An H-1B worker can work for several employers simultaneously if desired.
However, each employer must have a separate approval for the worker to
work there. Also, USCIS does not
recognize “co-employer” arrangements, so if this is the case either one
employer must designate itself as the petitioner, or each employer must file a
separate petition.
There
are many times when a change in the nature of one’s employment will trigger
the need to file either an amendment to an H-1B petition or a completely new
petition. USCIS position is that if
the change in employment is “material” then an amendment must be filed.
So, for example, if there is a significant change in job duties, then a
new petition will probably be necessary. Also,
being transferred to a different legal entity within the same corporation would
trigger an amendment. Also, in
certain cases, changing job locations could require an amendment.
Mere
changes in job titles without a serious change in job duties will probably not
require an amendment. The same
holds true for raises in salary unless the change is so great that USCIS
presumes that the position is really a new one.
Note
that changes in the corporate structure of a company could mean that a new H-1B
petition must be filed. The general
rule is that if a new legal entity is created, a new petition is required.
This would be the case, for example, if a company is sold and the new
company dissolves the old company without assuming its liabilities.
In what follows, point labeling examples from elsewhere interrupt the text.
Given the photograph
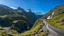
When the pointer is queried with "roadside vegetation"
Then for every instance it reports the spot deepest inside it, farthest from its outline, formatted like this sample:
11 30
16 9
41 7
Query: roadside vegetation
57 21
35 30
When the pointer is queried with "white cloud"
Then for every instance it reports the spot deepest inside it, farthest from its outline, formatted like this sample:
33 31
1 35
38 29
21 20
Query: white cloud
13 8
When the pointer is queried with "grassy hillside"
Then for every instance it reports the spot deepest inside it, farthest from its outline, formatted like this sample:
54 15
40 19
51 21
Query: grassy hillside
58 18
35 30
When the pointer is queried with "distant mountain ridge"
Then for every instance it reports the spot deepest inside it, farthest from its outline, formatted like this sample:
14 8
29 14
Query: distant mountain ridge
18 19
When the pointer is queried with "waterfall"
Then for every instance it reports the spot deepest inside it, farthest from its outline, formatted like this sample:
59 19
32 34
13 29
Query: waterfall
50 16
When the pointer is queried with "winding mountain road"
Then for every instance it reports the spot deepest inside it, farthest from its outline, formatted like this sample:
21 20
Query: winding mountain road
53 30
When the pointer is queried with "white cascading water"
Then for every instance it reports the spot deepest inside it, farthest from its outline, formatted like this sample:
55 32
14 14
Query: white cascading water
50 16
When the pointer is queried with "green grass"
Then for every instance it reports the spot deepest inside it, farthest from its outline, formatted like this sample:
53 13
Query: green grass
34 30
55 21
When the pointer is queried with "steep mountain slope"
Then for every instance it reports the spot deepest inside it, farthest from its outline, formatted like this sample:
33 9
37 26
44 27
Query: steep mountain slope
58 17
5 10
17 19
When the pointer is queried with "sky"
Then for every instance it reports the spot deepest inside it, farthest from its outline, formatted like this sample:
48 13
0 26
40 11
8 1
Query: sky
42 6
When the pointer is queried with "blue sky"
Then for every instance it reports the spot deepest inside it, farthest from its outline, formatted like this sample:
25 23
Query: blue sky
42 6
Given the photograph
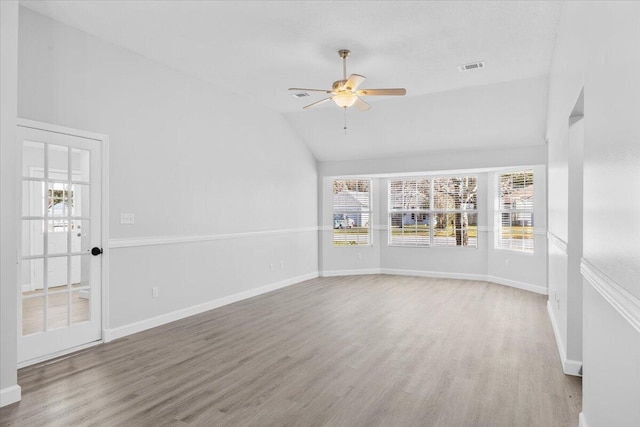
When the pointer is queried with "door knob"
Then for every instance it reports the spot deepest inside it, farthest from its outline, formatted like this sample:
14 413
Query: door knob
95 251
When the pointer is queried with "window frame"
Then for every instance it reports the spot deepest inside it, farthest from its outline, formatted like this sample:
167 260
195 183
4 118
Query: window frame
499 211
431 211
346 212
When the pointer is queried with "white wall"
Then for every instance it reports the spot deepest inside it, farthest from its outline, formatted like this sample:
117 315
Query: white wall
220 188
598 47
9 390
527 271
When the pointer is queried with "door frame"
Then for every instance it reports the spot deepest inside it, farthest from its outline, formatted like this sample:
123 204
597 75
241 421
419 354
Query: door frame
104 235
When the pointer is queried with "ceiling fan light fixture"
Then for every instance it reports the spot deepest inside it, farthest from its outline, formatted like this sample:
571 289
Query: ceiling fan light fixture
345 100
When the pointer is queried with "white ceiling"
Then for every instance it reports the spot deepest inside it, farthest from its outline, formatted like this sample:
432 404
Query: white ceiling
259 49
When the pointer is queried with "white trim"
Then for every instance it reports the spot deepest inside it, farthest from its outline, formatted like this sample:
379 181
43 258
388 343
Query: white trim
33 124
440 275
105 234
335 273
58 354
104 147
569 367
170 240
9 395
542 290
557 241
434 274
625 303
582 421
132 328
A merger that results in the creation of a new company might also mean
that new petitions should be filed. If
the new company is what in corporate law is called a "successor in
interest" then a new petition is normally not necessary.
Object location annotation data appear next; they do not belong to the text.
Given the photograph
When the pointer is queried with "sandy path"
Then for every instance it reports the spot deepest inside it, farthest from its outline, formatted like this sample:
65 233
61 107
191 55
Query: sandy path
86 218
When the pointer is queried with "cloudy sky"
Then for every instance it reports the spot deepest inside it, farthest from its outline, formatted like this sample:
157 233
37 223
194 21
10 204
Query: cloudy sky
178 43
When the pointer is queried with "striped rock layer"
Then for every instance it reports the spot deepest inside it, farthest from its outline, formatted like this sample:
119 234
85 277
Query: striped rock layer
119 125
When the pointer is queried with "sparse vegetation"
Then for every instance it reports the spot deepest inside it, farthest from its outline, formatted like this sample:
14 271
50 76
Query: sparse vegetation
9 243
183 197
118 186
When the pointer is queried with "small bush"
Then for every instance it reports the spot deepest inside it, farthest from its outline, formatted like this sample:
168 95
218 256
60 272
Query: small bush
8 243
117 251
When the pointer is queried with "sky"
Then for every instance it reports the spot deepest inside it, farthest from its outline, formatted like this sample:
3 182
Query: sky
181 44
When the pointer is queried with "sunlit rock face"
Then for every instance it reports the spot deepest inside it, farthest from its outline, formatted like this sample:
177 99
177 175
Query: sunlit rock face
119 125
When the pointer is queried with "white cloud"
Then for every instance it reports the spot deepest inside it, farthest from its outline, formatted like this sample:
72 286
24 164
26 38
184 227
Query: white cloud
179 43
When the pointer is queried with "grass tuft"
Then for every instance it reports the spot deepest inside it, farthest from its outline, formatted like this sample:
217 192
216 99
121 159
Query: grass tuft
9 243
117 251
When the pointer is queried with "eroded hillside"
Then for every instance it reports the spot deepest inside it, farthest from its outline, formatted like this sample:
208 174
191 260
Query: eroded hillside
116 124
Changes in a company’s name will not trigger the need for an amendment
or to refile, but an amendment is useful in order to avoid confusion when the
worker reenters the country later on.
Must
an H-1B alien be working at all times?
As
long as the employer/employee relationship exists, an H-1B alien is still in
status. An H-1B alien may work in full or part-time employment and remain in
status. An H-1B alien may also be on vacation, sick/maternity/paternity leave,
on strike, or otherwise inactive without affecting his or her status.
Can
an H-1B alien travel outside the US?
Yes. An immigrant with H-1B status may reenter the US during the validity period of the visa and approved petition.